In conclusion, the preventive strategies seem to be limited, with a still existing urgent need for further developments. A way to bypass the problem might be the induction of regeneration of the salivary glands by application of stem cells after radiation damage [213]. Nevertheless, research is warranted in this area, especially as TAT approaches gain relevance, in order to enhance patient care and decrease after-treatment morbidity.

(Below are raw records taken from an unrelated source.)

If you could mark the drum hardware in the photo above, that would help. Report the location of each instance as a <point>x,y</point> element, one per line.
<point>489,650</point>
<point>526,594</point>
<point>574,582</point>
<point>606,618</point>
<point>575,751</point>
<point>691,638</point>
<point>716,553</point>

4. Conclusions and Future Outlook

In recent years, PSMA-TRT has arisen as a feasible alternative to conventional treatments in the field of mCRPC therapy. This rapid success story has had a huge impact on the field of radiopharmaceutical research and encouraged major pharmaceutical industries to intensify their efforts in the field of nuclear medicine.

In addition, research activities have yielded a wide range of suitable PSMA-targeting radiopharmaceuticals that are available today, ranging from mAbs and mAb-derived structures to LMW agents. Nevertheless, after clinical translation, LMW inhibitors of PSMA seem to represent a favourable molecular format for TRT and TAT. In particular, current phase III results of [¹⁷⁷Lu]Lu-PSMA-617 impressively demonstrate the great potential of LMW-based TRT for mCRPC, amounting to the best prerequisites for regulatory approval. Moreover, recent FDA authorisations for [⁶⁸Ga]Ga-PSMA-11 and [¹⁸F]F-DCFPyL further support the approval for PSMA-617.

Additionally, studies with α-emitters conjugated to PSMA-targeted ligands have gained significant impact over recent years, with encouraging results related to their efficacy, especially in β^--resisting lesions; however, accumulation of the inhibitors in the kidneys and high uptake rates into the salivary glands remain the most challenging limitations in the field of PSMA-TRT.

In conclusion, the favourable properties of LMW inhibitors, along with the proven performance of PSMA-617, warrant a focus on these agents in PC-related research. Furthermore, current challenges such as undesired uptake in non-target organs, disease relapse due to micrometastases, tumour heterogeneity and resistance will need to be addressed through the development of combined therapeutic approaches, as well as the introduction of the long-promised α-emitters in systematic clinical settings.